Use of the standard methodology also requires a high level of expertise on the part of the operator to achieve reliable measurements. It is complicated. 


New Concept

The Thermal Rebreathing Analyzer is a new method and apparatus for evaluating bedding materials for their relative effect on re-breathing, without using carbon dioxide. By equipping the breathing model with a heater to warm the air exhaled from a head-form probe, carefully measured temperature differences may be used to evaluate the level of re-breathing. (Temperature difference as a proxy for CO2 concentration – both a measure of rebreathing)

Just as CO2 from the exhaled breath can be stored in bedding and re-breathed, the same is true for warm air exhaled into the bedding and then returned to the “baby” warmer than ambient temperature. The extent of re-breathing is indicated by the difference between the temperatures of the inhaled breath and ambient air temperature. When there is no re-breathing, the inhaled breath temperature will be equal to ambient temperature. As re-breathing increases, so will the temperature of the inhaled breath, relative to ambient temperature. In other words, elevation in inhaled air temperature above ambient is a measure of re-breathing.


The sensor is a very accurate differential thermometer.  The output is differential temperature in degrees Celsius.  

Thermal rebreathing analyzer

Thermal Rebreathing Analyzer

Correlation with the CPSC method

At the current stage of development, the thermal rebreathing analyzer produces repeatable measurements that correlate well with measurements performed on the same materials using the CPSC method. 

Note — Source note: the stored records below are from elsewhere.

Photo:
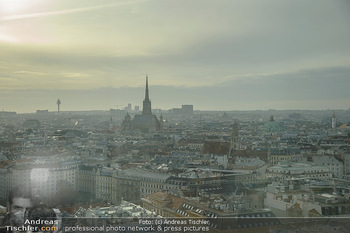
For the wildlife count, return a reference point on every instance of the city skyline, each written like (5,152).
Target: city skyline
(215,55)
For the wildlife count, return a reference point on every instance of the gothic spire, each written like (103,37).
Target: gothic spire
(146,95)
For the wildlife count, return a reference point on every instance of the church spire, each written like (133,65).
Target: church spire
(146,94)
(147,103)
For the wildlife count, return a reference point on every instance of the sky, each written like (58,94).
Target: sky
(216,55)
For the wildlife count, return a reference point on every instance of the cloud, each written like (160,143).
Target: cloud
(63,12)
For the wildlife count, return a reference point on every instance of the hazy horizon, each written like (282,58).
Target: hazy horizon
(216,55)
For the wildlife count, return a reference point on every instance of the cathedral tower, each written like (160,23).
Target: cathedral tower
(334,121)
(234,145)
(147,102)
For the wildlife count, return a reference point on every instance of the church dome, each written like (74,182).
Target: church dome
(272,126)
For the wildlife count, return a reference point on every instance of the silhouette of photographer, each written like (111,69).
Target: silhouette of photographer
(24,211)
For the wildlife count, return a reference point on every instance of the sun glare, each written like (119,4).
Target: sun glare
(15,6)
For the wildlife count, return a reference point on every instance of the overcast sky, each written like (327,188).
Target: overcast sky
(216,55)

The analyzer is portable and does not require a source of CO2, making it available on a daily basis to evaluate materials during product development.

Thermal vs CO2 measurements

Current status


The Thermal Rebreathing Analyzer produces measurements that correlate reasonably well with the CPSC method.  The thermal method is able to differentiate hazardous from safe sleep surfaces.